14:24 En hij deed wat slecht was in de ogen des Heren: hij vertrok niet
van alle zonden van Jerobeam, de zoon van Nebat, die Israël deed zondigen.
14:25 Hij herstelde de kust van Israël vanaf de ingang van Hamath tot aan de zee
van de vlakte, naar het woord van de HERE, de God van Israël, dat hij
sprak door de hand van zijn dienaar Jona, de zoon van Amittai, de profeet,
die van Gathhefer was.
14:26 Want de HEERE zag de ellende van Israël, dat het zeer bitter was
er was geen gevangene, noch enige overgeblevene, noch enige helper voor Israël.

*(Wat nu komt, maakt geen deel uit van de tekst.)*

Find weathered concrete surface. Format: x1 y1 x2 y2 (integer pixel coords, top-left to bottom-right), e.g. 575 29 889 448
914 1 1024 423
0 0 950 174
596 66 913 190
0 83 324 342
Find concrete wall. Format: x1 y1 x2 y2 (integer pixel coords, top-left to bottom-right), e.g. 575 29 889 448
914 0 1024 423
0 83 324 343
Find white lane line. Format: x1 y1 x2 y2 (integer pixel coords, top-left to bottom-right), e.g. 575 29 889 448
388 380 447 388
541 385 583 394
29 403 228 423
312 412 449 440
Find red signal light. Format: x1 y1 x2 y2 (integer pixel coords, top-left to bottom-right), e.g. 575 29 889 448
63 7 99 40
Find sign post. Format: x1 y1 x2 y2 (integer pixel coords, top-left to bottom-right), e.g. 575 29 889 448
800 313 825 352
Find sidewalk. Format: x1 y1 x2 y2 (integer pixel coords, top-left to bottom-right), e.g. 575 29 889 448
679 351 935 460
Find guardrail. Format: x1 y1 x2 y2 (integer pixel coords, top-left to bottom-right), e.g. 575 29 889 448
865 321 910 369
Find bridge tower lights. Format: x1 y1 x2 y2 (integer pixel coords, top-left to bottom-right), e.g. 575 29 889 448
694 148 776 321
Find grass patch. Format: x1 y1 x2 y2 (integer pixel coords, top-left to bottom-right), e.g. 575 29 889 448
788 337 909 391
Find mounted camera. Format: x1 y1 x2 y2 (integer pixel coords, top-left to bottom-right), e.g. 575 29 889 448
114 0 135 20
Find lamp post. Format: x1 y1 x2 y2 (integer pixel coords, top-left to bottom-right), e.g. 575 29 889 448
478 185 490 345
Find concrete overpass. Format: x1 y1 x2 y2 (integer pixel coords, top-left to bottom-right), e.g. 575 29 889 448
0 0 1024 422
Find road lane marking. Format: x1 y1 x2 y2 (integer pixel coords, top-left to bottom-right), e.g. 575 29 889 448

14:27 En de HEERE zei niet dat Hij de naam van Israël zou uitwissen
onder de hemel: maar hij redde hen door de hand van Jerobeam, de zoon van
Joas.
14:28 Het overige nu van de daden van Jerobeam, en al wat hij deed, en zijn
macht, hoe hij oorlog voerde, en hoe hij Damascus en Hamath terugkreeg, welke
behoorde tot Juda, voor Israël, zijn ze niet geschreven in het boek van de
kronieken van de koningen van Israël?
14:29 En Jerobeam ontsliep met zijn vaderen, zelfs met de koningen van Israël; En
Zijn zoon Zacharia regeerde in zijn plaats.